On the role of music in her life

Another thing that I learned from my parents, who had pretty difficult, challenging lives, to put it mildly: I saw my parents use music to survive. They had to have that music. My mom had to sing and my dad had to go to church and he had to hear that music washing over him and through him. It wasn't a, "Oh, this is nice"; it was a, "I'm not going to make it if I don't have that." So I've felt that that's my job. That's how I think of what I do. I have to give people that lifeline, you know, that I saw my parents reach out for, and that I was taught to reach out for, and so that's what I aim to do. And I guess I don't feel like I can do that without that connection to the spirit.

YouTube

On doing a duet with her mother for the gospel song 'Higher Ground'

It had been my mom's dream to go off and be a singer in Nashville ... and keep in mind, my mom was born in 1918, so we're going way back there. She never made it, married my dad and had a bunch of kids instead. But [when] I did my first record, I brought her to Nashville and we got in the studio and I wanted her to sing that song with me. And the original plan was that she would harmonize with me — which, I don't know, the producer, everybody thought, that's how this should go, it's my record. So we get in there, we did that a bunch of times. Oh, it was just awful, it was awful. It just wouldn't work. Mom couldn't get with it, and we decided to just give up on it. We didn't say that, but we stopped and we were starting to leave the room, all the players were leaving, and my mom grabbed the lyrics. She said, "Let's get on in there," and she told the piano player what key to play it in. And she did the song, and we just followed her, and at the end, I don't know if you can hear it, but at the end, she says, "Now that was my key."

On leaving the church when she was 16

For a long time when I was growing up ... I made it my job to try to get my school friends saved. I thought, "Could there be any other priority?" I mean, if my friends are going to burn in the fiery furnace, how can I be thinking of anything else? I can't eat my lunch. So I took that really seriously, and I remember one day asking somebody at the church, "Well, I need some New Testaments to give to all the kids at school. That'll help them stay out of the fiery furnace," and I remember ... the person I asked kind of smiled at me ... like, "Oh, cute little kid," and I realized, you don't believe this stuff.

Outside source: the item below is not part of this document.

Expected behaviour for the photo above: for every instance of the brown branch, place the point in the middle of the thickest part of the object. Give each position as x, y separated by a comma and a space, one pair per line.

So there was a lot of little things like that along the way that started heading me into another direction. And by the time I was 16, I didn't believe that story, that there was all this separation between me and all these other people in the world just because they didn't claim Jesus Christ as their personal savior. I didn't buy it, and I have to say, it wasn't my choice to not buy it, because it meant having to leave the church.

YouTube

On writing her first song, 'Our Town'

I remember passing through this little town that was your typical dead town there in the Midwest, a lot of boarded-up windows, little white buildings with peeling paint, all the life had gone right on out of it. And that was the first time in my life that I felt a song coming on like it wasn't just me trying to make something happen. It felt very different. I just started seeing all these visions of the life that had gone on there. So when I got down to my brother's house, I remember asking him if I could borrow his guitar, and I had promised I would bring it back on my next visit, and he was nice enough to let me. When I got home from that trip, it might've been a day or two later, I remember sitting down on the floor and I had had all those images in my mind. I guess my brain had been working ... on the trip, and next thing you know, this song came out, and it came out just exactly as it is now. It's one of those rare [songs] for me that I didn't have to fool around with or change. It was just there, and it was my first song.